Mexia deixa claro que a intenção dos antologistas “não era abordar a relação da poesia com o sagrado” pois isso seria “um trabalho tão vasto que não caberia neste projeto”, já Tolentino de Mendonça afirma: “Esta não é uma antologia para crentes ou para não crentes, é uma antologia de poesia que dá exemplos de uma tema, de um motivo, de uma obsessão...) poetas com uma questão, com uma pergunta que nunca está respondida.”

Para que serve uma antologia?

O resultado de uma proposta antológica deveria ser suscitar novas questões, calar velhas respostas e alimentar nobremente a necessidade de falar dos homens. Facilitar a visão dessas regiões interiores e exteriores sempre mal descobertas mas não as circunscrever aos seus limites. Uma antologia é sempre uma afirmação de poder dos antologistas, dos que impõem o seu gosto, o seu discurso, a sua opinião sobre o tema no espaço público. Posição perversa. Se por um lado eles vêm mostrar uma face da obra destes poetas, por outro lado eles encerram-na num todo, é como se nos viessem dizer: esta é a poesia que interpela Deus, que dialoga com Deus. É esta e não outra, é esta que está recenseada por nós, medida e confirmada através da palavra permanente. Deus.

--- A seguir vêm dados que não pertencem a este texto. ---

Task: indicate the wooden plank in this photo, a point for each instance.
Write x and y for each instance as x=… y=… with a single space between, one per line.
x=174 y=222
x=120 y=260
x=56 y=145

Ora uma antologia fala tanto daquilo que inclui como daquilo que exclui. E exclui todos os outros poetas que ao longo do século XX e início do século XXI abordaram Deus, nomeadamente o Deus católico.

Fora estão todos os outros. Sobretudo os dissidentes. De alguma forma, todos os poetas antologiados nesta obra são figuras mais ou menos consensuais por mais ou menos conhecidas, vivas ou mortas.

Como escreveu Maurice Blanchot: “O livro não é nada se não for paixão. Se não conduzir a um salto torna-se simples necessidade de representação.”(1)

É esse salto que esperávamos de uma antologia com um tema tão instigador, mesmo sabendo que tudo o que podemos fazer é aproximarmo-nos do tema, do seu irracional, do seu inominável, como o faz, por exemplo, Inês Fonseca Santos (n. 1978), que fala de úteros. Porque afinal pode-se meter Deus e um útero num poema.

“Senhor, liberta-me de mim mesmo/ para que eu possa esconder-me dentro/ delas. Dentro dela há pouco espaço,/ ela só me tem amor. Compra-me cigarros, cozinha-me refeições, expõe-me/ como refugiado aos efeitos benéficos do álcool - e aguarda./ Aguarda que lhe devolva amor./ Por isso, Senhor, peço: liberta-me/de mim mesmo para que eu possa esconder-me/ dentro delas, das paredes./ Dois metros e vinte por outros tantos ou mais é espaço suficiente/ para que possa esconder-me e servir-Te como mereces:/ erguer-Te uma capela, pintar-Te um fresco, ser genial para Ti, Senhor,/ liberto de mim mesmo/ por dentro das paredes/ do útero dela. (A Habitação de Jonas).

(1) Maurice Blanchot, Livro do Por Vir, Relógio D’Água.